During the debate, Trump alluded to a handful of recent incidents in which ballots were lost or discarded as proof that the Democrats are cheating. These incidents, however, appear to have been caused by simple human error and affected only a minuscule number of ballots.

These incidents also occurred in states that send out mail ballots only to those who ask for them. Trump referred to these as “solicited” ballots, and said it is an acceptable form of mail-in voting, since he himself takes advantage of this option. In fact, only nine states and the District of Columbia are sending unsolicited ballots to all registered or active voters. None of them are competitive states in the presidential election.

There are instances of election fraud at the local level. Trump did not mention it, but there was an election worker in Philadelphia who pleaded guilty in May to adding a total of 113 votes over three elections from 2014 to 2016 to help judicial candidates running for a local court.

Of course, even one ballot lost or wrongly discarded is a problem, and election officials work hard to try to prevent it. Anyone caught cheating is also subject to federal prosecution and strict penalties, as occurred in the case of the election worker. But the president’s false claims that these isolated incidents add up to a grand plot are, ironically, the most serious threat to the integrity of the election, according to one of the Republican Party’s top election attorneys.

“As a Republican lawyer who has spent four decades monitoring elections and looking for fraud, I can say with confidence that evidence to support the president’s words and threatened actions does not exist. The president has consistently been behind in the polls, and his aim appears to be seeding chaos in order to somehow cling to power,” wrote Benjamin Ginsberg, who helped lead the Republican legal fight in the 2000 presidential recount, in an op-ed published Tuesday.

And Trump’s rhetoric, including his call for people to snoop on others at the polls, is setting up a conflict with the law in Pennsylvania, which was one of three states that decided the 2016 election and is likely to be pivotal again if the overall election is close across the country.

Pennsylvania law requires that poll watchers be registered to vote in the county in which they are watching for irregularities.

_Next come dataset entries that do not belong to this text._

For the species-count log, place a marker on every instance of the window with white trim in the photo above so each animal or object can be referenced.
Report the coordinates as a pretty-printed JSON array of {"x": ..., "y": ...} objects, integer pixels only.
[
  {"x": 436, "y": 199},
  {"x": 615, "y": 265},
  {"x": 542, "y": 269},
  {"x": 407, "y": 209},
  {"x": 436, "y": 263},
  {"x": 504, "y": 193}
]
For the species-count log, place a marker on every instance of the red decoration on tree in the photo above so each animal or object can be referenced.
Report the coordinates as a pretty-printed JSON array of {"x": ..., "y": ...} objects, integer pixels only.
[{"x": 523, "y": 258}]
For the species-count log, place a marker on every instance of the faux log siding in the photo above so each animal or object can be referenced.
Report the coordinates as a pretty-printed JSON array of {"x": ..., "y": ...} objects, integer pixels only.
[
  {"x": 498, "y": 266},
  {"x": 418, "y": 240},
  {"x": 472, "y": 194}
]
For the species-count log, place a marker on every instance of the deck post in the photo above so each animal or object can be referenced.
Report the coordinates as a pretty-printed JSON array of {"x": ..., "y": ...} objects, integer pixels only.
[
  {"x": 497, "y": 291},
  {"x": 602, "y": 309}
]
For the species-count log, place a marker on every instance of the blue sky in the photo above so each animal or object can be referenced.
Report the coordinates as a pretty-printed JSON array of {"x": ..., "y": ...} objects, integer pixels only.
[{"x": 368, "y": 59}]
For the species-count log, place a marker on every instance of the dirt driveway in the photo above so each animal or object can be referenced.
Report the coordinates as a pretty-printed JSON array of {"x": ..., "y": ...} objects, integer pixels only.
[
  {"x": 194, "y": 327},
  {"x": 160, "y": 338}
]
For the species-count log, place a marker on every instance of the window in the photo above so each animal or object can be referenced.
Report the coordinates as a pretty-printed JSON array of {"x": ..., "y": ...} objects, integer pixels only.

So if Trump supporters come from around the state and show up at polling places in cities like Philadelphia, they will not be allowed inside.

That scenario already occurred this week during early voting in Philadelphia. The city opened satellite voting centers for the first time on Tuesday, and in at least one location, a woman who said the Trump campaign had hired her to “oversee the integrity of the election” was turned away by election officials.

The Philadelphia Inquirer reported Tuesday that the Trump campaign currently does not have any poll watchers approved in Philadelphia, and the woman did not present a certificate stating that the campaign had selected her to be a poll watcher. But even if she had, the 17 satellite voting centers in Philadelphia are different from the fully operational early polling locations, and poll watchers are not allowed to observe at them, city officials said.

At Tuesday’s debate, Trump used this one example as proof of “big problems.” He referred inaccurately to multiple watchers being “thrown out” and claimed, without evidence, that this happened “because bad things happen in Philadelphia.”

Donna Blatt
Donna Blatt, chief registrar of Berks County, Pa., with applications for mail-in ballots. (Ben Hasty/MediaNews Group/Reading Eagle via Getty Images)

Trump has tried to set up confrontations between his supporters and voters in urban areas for years. In 2016 he told supporters in a rural, western part of Pennsylvania that “it is so important for you to go out and watch other communities.”

Trump has also told supporters in other states to watch polls and try to catch misconduct. In North Carolina on Sept. 8, he said his backers should “watch all the thieving and stealing and robbing they do.”

But only a week earlier in the same state, he had told his own supporters to vote by mail and then vote a second ballot in person if they were unsure whether their mail ballot had been counted. At best, that could lead to confusion and delays if voters don’t first use tools available to them to track their mail ballot online. At worst, it could create the very kind of double voting that Trump has said he’s trying to prevent.

Ginsberg, in his op-ed, said it was Trump, not the Democrats, who is trying to rig the election.

“Granting his wish to disenfranchise millions of voters without evidence of widespread fraud would actually cause a ‘rigged’ election and threaten a peaceful transfer of power,” the Republican election lawyer wrote.

“As when he urged his North Carolina supporters to vote both by mail and in-person, Trump would be the arsonist firefighter committing the crime about which he complains.”